This parameter is deprecated; use the parameter specification instead inside the Vinci __Service Client Descriptor__, if needed.
It is ignored for integrated and local deployments.
If present, for remote deployments, it specifies the VNS Host to use, unless that is specified in the Vinci __Service Client Descriptor__.
vnsPort::
(Deprecated) integer parameter specifying the VNS port number.
This parameter is deprecated; use the parameter specification instead inside the Vinci _Service Client
Descriptor,_ if needed.
It is ignored for integrated and local deployments.

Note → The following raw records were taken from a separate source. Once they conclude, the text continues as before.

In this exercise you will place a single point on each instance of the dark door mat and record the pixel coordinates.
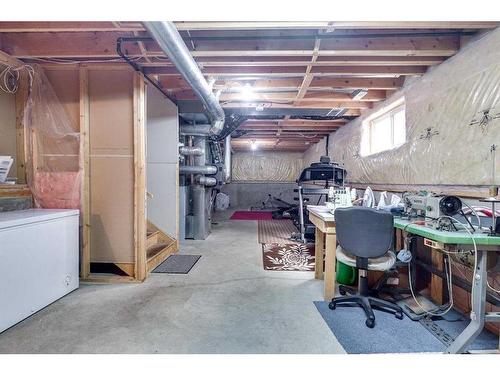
(389, 335)
(286, 257)
(177, 263)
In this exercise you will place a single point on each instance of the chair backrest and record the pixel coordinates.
(364, 232)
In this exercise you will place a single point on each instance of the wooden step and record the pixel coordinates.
(152, 239)
(156, 249)
(158, 253)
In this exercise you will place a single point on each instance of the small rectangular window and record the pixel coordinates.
(384, 130)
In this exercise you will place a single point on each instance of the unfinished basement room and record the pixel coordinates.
(250, 187)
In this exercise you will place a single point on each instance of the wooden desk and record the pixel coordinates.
(325, 247)
(448, 241)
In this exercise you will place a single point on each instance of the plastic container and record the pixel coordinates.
(346, 275)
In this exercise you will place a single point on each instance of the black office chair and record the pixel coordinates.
(365, 238)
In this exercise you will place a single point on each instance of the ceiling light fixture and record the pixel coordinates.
(247, 92)
(359, 94)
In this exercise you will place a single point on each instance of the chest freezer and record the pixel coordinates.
(39, 254)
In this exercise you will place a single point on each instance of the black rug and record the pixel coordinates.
(391, 335)
(177, 263)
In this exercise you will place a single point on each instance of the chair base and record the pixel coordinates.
(367, 302)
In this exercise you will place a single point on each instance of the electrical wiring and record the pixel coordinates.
(72, 62)
(475, 213)
(448, 272)
(450, 291)
(9, 78)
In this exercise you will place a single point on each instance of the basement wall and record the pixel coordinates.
(255, 175)
(446, 99)
(8, 128)
(162, 162)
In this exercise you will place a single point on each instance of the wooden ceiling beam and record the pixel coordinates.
(295, 122)
(8, 60)
(307, 105)
(102, 44)
(261, 85)
(320, 82)
(63, 26)
(354, 105)
(336, 25)
(371, 96)
(290, 71)
(210, 61)
(58, 26)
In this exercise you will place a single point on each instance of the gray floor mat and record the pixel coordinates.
(177, 263)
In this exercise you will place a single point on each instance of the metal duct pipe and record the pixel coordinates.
(206, 181)
(227, 157)
(191, 151)
(199, 130)
(170, 41)
(198, 169)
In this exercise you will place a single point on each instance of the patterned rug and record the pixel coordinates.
(288, 257)
(276, 231)
(252, 215)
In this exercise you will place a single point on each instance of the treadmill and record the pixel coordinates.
(331, 174)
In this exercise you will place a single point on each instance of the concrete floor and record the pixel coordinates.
(226, 304)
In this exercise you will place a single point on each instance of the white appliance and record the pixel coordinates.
(39, 253)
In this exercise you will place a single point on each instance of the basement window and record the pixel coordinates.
(384, 130)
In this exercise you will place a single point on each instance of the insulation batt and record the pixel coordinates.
(267, 166)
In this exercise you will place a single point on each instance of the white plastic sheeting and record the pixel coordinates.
(267, 166)
(451, 100)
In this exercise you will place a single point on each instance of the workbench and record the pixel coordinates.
(447, 241)
(326, 245)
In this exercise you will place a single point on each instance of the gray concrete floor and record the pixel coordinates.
(226, 304)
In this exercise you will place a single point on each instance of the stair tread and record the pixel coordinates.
(152, 233)
(157, 248)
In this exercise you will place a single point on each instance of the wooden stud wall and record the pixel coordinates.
(107, 105)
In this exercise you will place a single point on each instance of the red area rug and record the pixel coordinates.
(252, 215)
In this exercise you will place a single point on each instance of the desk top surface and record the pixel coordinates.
(455, 238)
(322, 212)
(451, 238)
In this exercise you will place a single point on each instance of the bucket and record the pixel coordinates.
(346, 275)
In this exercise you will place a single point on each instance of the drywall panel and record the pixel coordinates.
(162, 158)
(8, 128)
(451, 100)
(266, 166)
(111, 166)
(66, 85)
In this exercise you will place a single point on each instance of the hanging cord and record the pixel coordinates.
(9, 78)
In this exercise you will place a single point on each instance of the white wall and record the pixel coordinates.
(8, 128)
(446, 99)
(162, 124)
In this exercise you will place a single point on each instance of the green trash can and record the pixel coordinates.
(346, 275)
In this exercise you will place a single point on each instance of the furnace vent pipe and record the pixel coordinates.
(171, 43)
(227, 157)
(197, 130)
(198, 169)
(206, 181)
(191, 151)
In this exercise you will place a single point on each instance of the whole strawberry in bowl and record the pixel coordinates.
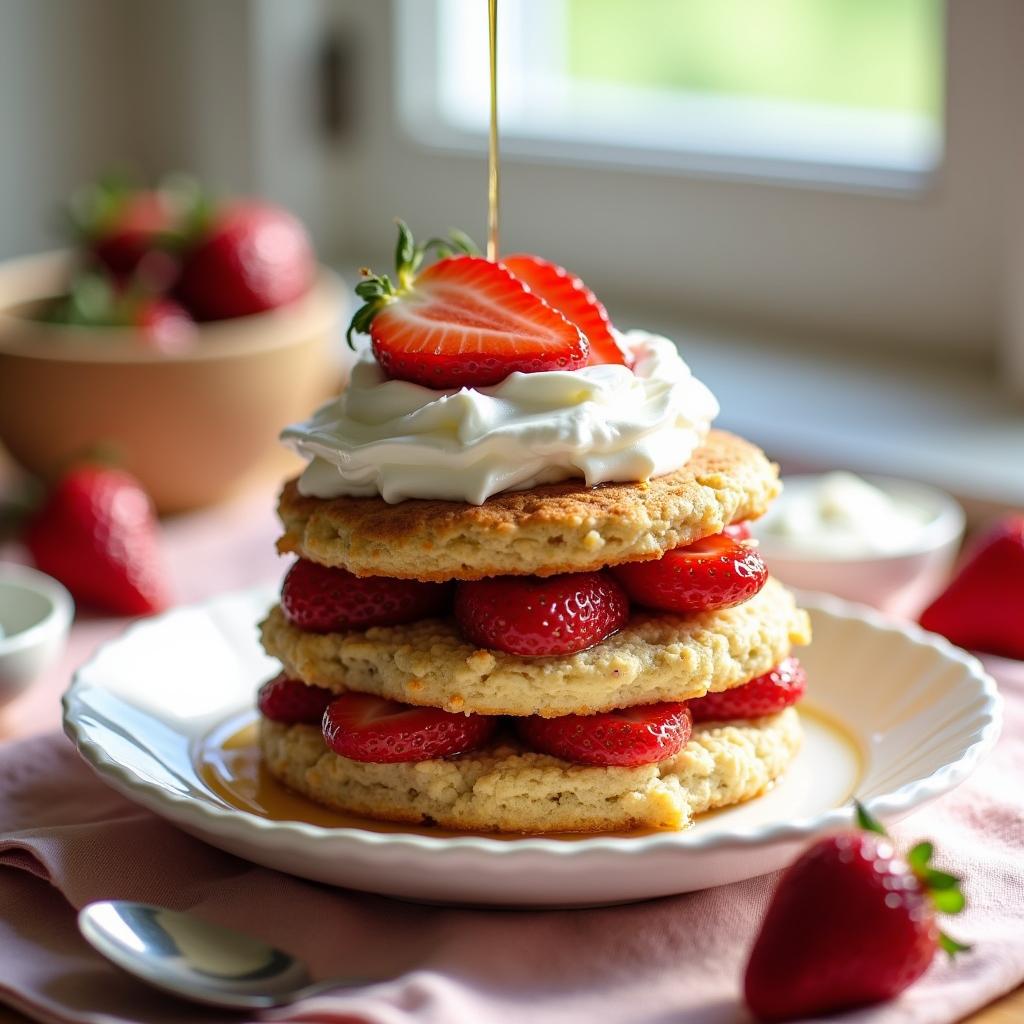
(245, 258)
(187, 372)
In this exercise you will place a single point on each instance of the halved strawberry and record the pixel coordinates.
(320, 599)
(292, 701)
(715, 572)
(369, 728)
(464, 322)
(567, 294)
(628, 737)
(769, 693)
(559, 614)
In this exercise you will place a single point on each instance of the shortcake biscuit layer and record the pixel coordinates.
(560, 527)
(656, 656)
(507, 788)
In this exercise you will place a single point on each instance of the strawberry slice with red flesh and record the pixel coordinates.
(769, 693)
(293, 702)
(363, 727)
(623, 738)
(465, 322)
(567, 294)
(559, 614)
(983, 607)
(716, 572)
(320, 599)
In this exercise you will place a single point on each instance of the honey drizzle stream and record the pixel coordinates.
(493, 180)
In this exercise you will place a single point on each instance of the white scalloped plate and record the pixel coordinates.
(894, 716)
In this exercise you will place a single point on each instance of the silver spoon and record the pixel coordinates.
(189, 957)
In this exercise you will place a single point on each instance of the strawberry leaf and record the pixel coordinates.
(865, 821)
(948, 900)
(951, 946)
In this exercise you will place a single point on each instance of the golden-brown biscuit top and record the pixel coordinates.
(559, 527)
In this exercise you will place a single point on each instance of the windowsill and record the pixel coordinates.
(942, 423)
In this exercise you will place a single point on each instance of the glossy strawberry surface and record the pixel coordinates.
(769, 693)
(320, 599)
(567, 294)
(468, 323)
(538, 616)
(624, 738)
(291, 701)
(849, 925)
(716, 572)
(369, 728)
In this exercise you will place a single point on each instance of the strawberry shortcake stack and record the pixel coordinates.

If present, for remote deployments, it specifies the VNS Port number to use, unless that is specified in the Vinci _Service Client Descriptor._
For example, the following parameters might be used with a CAS Processor deployed in local mode:
[source]
----
<deploymentParameters>
<parameter name="service-access" value="exclusive" type="string"/>
</deploymentParameters>
----
[[ugr.ref.xml.cpe_descriptor.descriptor.cas_processors.individual.filter]]
==== <filter> Element
The <filter> element is a required element but currently should be left empty.
This element is reserved for future use.
[[ugr.ref.xml.cpe_descriptor.descriptor.cas_processors.individual.error_handling]]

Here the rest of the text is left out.